Bookmark and Share

Dwight@RateSupermarket.ca
Staff writer

Jason Zuckerman, a mortgage agent with Multi-Prets, provides insight into the home equity loan process.

Generally, the largest debt a homeowner will ever face is their mortgage.

With proper budgeting, a steady income, and fiscal responsibility, making each and every mortgage payment on time and in full is definitely doable.

But life certainly isn’t so easy, and there are always plenty of other debt in people’s lives, including student and car loans, home renovations and repairs, and the dreaded credit card debt, which often carries an interest rate of 15% to 20%. When your dollars are already stretched to their limits, it can be difficult to even pay the interest on these various debts each month.

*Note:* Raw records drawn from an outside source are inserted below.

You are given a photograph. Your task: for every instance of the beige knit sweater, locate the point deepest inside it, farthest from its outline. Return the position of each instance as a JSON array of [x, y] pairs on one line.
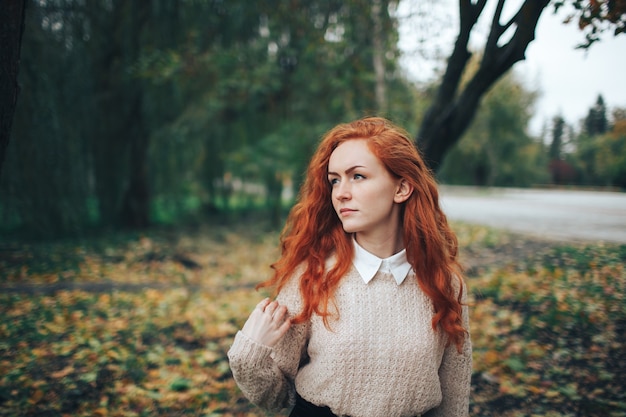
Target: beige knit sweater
[[381, 358]]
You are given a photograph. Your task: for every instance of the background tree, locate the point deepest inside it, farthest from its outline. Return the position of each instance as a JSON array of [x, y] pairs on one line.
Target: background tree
[[496, 150], [455, 105], [11, 30]]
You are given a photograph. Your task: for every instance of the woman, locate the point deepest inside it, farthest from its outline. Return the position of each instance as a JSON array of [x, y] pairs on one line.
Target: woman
[[368, 319]]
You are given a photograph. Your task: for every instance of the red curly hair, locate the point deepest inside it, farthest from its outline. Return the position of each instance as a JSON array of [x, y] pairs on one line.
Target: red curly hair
[[313, 231]]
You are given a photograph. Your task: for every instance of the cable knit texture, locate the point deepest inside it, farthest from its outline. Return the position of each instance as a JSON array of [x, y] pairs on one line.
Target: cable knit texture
[[381, 358]]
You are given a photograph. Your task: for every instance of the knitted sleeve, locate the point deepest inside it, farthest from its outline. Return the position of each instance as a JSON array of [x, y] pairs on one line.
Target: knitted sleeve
[[266, 375], [455, 373]]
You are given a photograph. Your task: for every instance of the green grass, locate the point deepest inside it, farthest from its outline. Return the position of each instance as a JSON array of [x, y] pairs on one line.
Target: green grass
[[547, 323]]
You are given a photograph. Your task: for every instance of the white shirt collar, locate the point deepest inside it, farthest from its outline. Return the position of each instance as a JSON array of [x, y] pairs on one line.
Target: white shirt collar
[[368, 264]]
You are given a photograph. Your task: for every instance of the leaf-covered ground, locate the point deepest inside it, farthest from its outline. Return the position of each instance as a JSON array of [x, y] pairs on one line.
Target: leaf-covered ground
[[140, 325]]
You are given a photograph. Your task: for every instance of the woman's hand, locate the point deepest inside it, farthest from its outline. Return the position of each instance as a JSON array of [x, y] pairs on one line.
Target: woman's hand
[[268, 323]]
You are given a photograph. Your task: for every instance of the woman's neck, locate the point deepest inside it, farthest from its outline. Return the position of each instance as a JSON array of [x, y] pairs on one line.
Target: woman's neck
[[381, 246]]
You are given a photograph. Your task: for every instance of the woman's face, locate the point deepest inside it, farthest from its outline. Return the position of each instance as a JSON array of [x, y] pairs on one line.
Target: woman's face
[[364, 194]]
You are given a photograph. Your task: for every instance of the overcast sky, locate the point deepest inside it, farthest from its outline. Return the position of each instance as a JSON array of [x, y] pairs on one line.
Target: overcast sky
[[569, 79]]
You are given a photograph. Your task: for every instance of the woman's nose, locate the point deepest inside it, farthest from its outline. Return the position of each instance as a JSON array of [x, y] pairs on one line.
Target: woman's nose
[[342, 192]]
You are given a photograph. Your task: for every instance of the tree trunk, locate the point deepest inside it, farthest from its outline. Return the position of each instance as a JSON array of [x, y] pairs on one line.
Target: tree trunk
[[454, 107], [11, 30]]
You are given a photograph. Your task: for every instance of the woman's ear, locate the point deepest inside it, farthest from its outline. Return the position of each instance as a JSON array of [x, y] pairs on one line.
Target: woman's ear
[[403, 192]]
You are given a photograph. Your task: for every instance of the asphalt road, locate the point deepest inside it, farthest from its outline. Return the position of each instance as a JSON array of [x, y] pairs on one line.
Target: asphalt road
[[553, 214]]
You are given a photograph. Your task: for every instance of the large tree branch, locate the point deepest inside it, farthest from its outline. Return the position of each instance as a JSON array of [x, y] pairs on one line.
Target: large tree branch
[[451, 113]]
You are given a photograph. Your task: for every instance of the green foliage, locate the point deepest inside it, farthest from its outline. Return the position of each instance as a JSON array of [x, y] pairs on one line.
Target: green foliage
[[600, 158], [130, 110], [496, 150], [134, 324]]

But, as a homeowner, you’re in a unique lending position, because you can – with proper approvals – borrow against the equity of your home, by taking out a home equity loan.

A home equity loan is based on the value of your home compared to what balance you owe on the mortgage. Being approved for a home equity loan is not as difficult as you may think, because the loan amount is based on the value of your home. That means lenders (usually banks) are comfortable adding to your current mortgage because they are safeguarded by the fact that if, for some reason, you default on your mortgage, it can recoup its losses through the seizure and sale of your home.

“In this economic crisis, people take (home equity loans) because they are looking for equity any way they can to pay off existing debts,” said Jason Zuckerman, a mortgage agent with Multi-Prets.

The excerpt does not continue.